KONUT PROBLEMİ DERİNLEŞİYOR

Taylan BATMANSUYU

İsviçre, yemyeşil doğası, yüksek yaşam standartları ve iddialı bankacılık sistemi ile burjuvazinin en gözde ülkelerinden biri olarak bilinir. Ancak bu cazibe, son yıllarda ülkeyi sıkıntılı bir sürece sürükleyen bir sorunu da beraberinde getiriyor: Konut krizi. İsviçre Almanca konuşulan kantonlarında, özellikle Zürih, Basel, Zug ve Luzern gibi şehirlerde, konut sıkıntısı Fransızca konuşulan kantonlardaki seviyelere ulaşmış durumda.
Konut krizinin en belirgin göstergelerinden biri, kira fiyatlarının hızla artması. Elinde ev olanlar için bu durum belki avantajlı görünebilir ancak geniş emekçi halk kitleleri için ulaşılması zor bir yük haline geliyor. Bu artışın arkasında yatan temel neden ise arz ve talep dengesizliği. Ülkeye son yıllarda yapılan yoğun göç, özellikle de geçen yıl kaydedilen rekor düzeydeki 100.000 yeni göçmen, konut talebini önemli ölçüde artırdı. Ancak bu talebi karşılayacak yeni konut projelerinin sayısı az.
Bir diğer problem de, yeni konut projelerinin hayata geçirilmesinin önündeki engeller. Yirmi yılın en düşük seviyesinde olan inşaat izinleri, bürokratik engeller ve yüksek maliyetler yüzünden, potansiyel konut projeleri ya rafa kaldırılıyor ya da uzun süreler gerektirecek şekilde erteleniyor. Birçok uzmana göre çözüm, tarım arazilerinin konut inşaatına açılmasından geçiyor. Fakat bu, hem çevresel hem de politik açıdan hassas bir konu. Mevcut bina arazileri üzerinde yoğunlaşmanın yeterli olmayacağı ve mevcut zorlukların üstesinden gelmek için radikal kararlar alınması gerektiği belirtiliyor.
Sorunun çözümü kolay değil. Konu, hem yerel hem de ulusal düzeyde yoğun tartışmalara yol açıyor. Konut krizini hafifletecek adımlar atılırken, aynı zamanda çevresel dengenin korunması ve tarımsal üretimin sürdürülebilirliğini tehlikeye atmamak gerekiyor. İsviçre gibi küçük ancak nüfus yoğunluğu yüksek bir ülkede, bu dengeyi sağlamak hayati önem taşıyor.
Yüksek yaşam maliyeti ve sınırlı arazi alanıyla tanınan bu ülkede, özellikle Ukrayna’daki savaşın tetiklediği yoğun göç dalgası ve nüfus artışı, konut sıkıntısını dayanılmaz bir hale getirdi. Ev bulmak, satın almak ya da kiralamak adeta bir lüks haline geldi.

NÜFUS ARTIŞI VE GÖÇ
Son yıllarda İsviçre’nin nüfusu, özellikle de göç ile önemli ölçüde artmıştır. işgücü piyasasındaki bu artış, sermayedar sınıfın işgücü maliyetlerini düşürme ve kârlarını maksimize etme stratejisinin bir parçasıdır. Ancak, evler ve yaşam alanları sabit kaldığı için, bu artış doğrudan konut arzında bir darboğaza ve sonuç olarak kira ve konut fiyatlarında astronomik artışlara yol açmıştır.

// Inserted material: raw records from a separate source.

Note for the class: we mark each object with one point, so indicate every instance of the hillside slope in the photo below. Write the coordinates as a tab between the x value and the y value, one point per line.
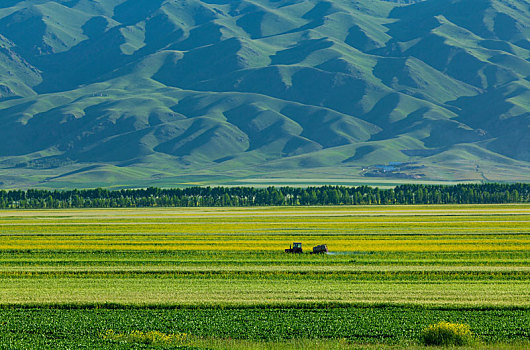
138	92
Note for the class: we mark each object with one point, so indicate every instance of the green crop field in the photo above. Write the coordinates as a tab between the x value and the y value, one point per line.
217	278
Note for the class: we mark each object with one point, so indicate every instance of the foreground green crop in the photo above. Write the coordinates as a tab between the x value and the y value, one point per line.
220	276
63	328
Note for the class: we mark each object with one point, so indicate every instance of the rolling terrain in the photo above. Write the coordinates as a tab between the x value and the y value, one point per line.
164	92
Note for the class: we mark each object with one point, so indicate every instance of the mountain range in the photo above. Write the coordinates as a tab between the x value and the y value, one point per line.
173	92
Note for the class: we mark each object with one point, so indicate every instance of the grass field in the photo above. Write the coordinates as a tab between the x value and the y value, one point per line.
220	276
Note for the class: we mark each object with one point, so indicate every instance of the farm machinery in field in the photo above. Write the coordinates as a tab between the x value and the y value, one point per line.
296	248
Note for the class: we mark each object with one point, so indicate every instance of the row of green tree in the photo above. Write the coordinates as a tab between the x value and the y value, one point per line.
251	196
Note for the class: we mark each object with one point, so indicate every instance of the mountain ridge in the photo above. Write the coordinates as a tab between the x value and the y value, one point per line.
170	90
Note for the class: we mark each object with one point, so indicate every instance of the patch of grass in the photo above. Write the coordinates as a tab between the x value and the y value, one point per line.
447	333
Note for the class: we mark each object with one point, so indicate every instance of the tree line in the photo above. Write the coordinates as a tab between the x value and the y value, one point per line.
271	196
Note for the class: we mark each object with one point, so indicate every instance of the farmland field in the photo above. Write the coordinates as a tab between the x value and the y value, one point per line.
220	276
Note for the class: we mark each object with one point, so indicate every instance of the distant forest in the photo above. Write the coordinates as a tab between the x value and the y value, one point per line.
278	196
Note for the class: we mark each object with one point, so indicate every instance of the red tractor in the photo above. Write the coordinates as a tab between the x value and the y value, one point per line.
296	248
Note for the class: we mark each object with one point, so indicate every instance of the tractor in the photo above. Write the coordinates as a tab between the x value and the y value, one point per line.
296	248
320	249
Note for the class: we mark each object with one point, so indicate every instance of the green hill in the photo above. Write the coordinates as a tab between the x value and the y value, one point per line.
166	92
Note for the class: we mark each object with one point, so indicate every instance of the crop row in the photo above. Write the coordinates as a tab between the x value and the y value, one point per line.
81	328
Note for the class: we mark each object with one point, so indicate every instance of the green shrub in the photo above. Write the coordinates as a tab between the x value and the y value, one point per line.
446	333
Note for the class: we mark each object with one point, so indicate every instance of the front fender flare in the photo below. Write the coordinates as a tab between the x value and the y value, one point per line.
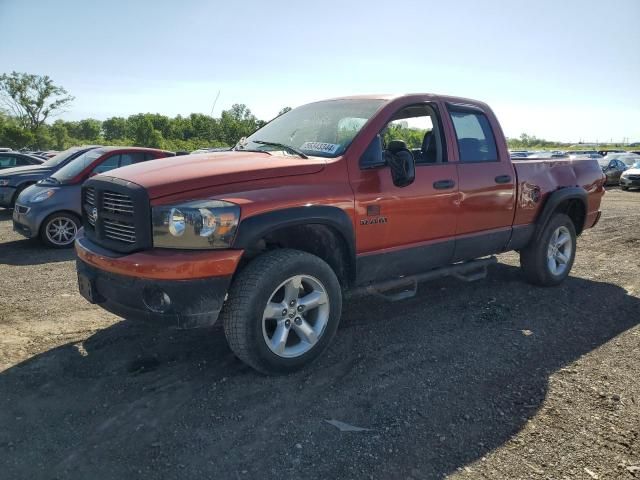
252	229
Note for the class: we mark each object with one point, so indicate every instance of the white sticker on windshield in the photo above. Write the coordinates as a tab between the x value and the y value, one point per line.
320	147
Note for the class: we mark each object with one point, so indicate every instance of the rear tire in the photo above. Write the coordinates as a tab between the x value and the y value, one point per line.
547	261
59	230
282	311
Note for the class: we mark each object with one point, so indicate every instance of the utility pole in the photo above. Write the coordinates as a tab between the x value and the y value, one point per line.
214	103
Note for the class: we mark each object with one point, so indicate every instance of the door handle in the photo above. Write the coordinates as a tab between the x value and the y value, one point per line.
503	178
443	184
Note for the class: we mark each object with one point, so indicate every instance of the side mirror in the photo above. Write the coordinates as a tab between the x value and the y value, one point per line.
401	162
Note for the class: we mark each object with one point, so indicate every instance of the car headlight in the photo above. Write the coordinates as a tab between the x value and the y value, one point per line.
195	225
42	196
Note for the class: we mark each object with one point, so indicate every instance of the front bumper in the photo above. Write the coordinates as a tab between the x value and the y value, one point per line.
627	182
178	303
6	195
26	221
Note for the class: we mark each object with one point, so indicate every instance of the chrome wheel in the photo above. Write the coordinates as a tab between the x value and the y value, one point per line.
61	231
559	251
295	316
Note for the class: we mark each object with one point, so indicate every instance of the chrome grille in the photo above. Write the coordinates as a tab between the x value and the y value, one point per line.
90	200
117	203
119	231
116	215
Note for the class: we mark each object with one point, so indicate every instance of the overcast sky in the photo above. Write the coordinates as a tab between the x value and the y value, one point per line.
565	70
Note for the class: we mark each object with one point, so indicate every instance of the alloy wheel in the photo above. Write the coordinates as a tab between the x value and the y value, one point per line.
559	251
295	316
61	231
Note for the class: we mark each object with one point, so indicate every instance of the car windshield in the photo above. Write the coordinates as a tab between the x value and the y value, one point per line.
59	158
323	129
75	166
629	159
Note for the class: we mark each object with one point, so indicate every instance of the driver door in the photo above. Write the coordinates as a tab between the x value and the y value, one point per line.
405	230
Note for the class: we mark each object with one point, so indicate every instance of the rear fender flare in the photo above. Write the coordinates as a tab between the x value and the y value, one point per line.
554	201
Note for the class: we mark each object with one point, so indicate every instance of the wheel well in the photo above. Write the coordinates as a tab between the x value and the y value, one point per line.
320	240
576	211
67	212
20	188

ARAZİ VE MÜLKİYET MESELESİ
İsviçre’deki arazi kıtlığı ve yüksek konut fiyatları, kapitalist özel mülkiyet anlayışının bir sonucudur. Arazi, üretim araçlarından biri olarak, belli bir sınıfın -yani burjuvazinin- elinde toplanmıştır. Toprağın sermayedarlar tarafından kontrol edilmesi, konut üretimindeki temel motivasyonun insanların ihtiyaçları değil, maksimum kâr elde etmek olduğu anlamına gelir. Bu durum, konut krizini derinleştirirken, aynı zamanda büyük bir eşitsizliğe de yol açmaktadır.

ÇÖZÜM YOLLARI
Konut problemine kalıcı bir çözüm sunabilmek için mülkiyet anlayışını ve toplumsal üretim ilişkilerini temelden sorgulamak gerekir. Devlete ait sosyal konut projelerinin artırılması, arazi kullanımının toplumsal ihtiyaçlara göre yeniden düzenlenmesi ve konut piyasasının kamu kontrolüne alınması gibi adımlar, İsviçre gibi kapitalist ülkelerde atılması bir hayli güç olan sosyalist perspektifte çözüm yollarıdır.
Ancak, bu tür radikal değişikliklerin gerçekleşmesi, mevcut sistem içinde büyük bir mücadeleyi gerektirir. Kapitalist sisteme meydan okuyan her tür yeniden yapılanma, genellikle güçlü bir direnişle karşılaşır. Bu nedenle, İsviçre’deki konut krizinin çözümü, sosyal mücadeleler ve toplumsal bilincin gelişimi ile doğrudan ilişkilidir.
İsviçre’de yaşanan konut krizi, sadece bir ülkenin iç sorunu olarak görülmemeli, kapitalizmin yapısal çelişkilerini ve adaletsizliklerini gözler önüne seren global bir mesele olarak ele alınmalıdır. Bu bağlamda, Marksist teori, sadece analiz aracı değil, aynı zamanda daha adil bir düzenin inşası için bir kılavuzdur.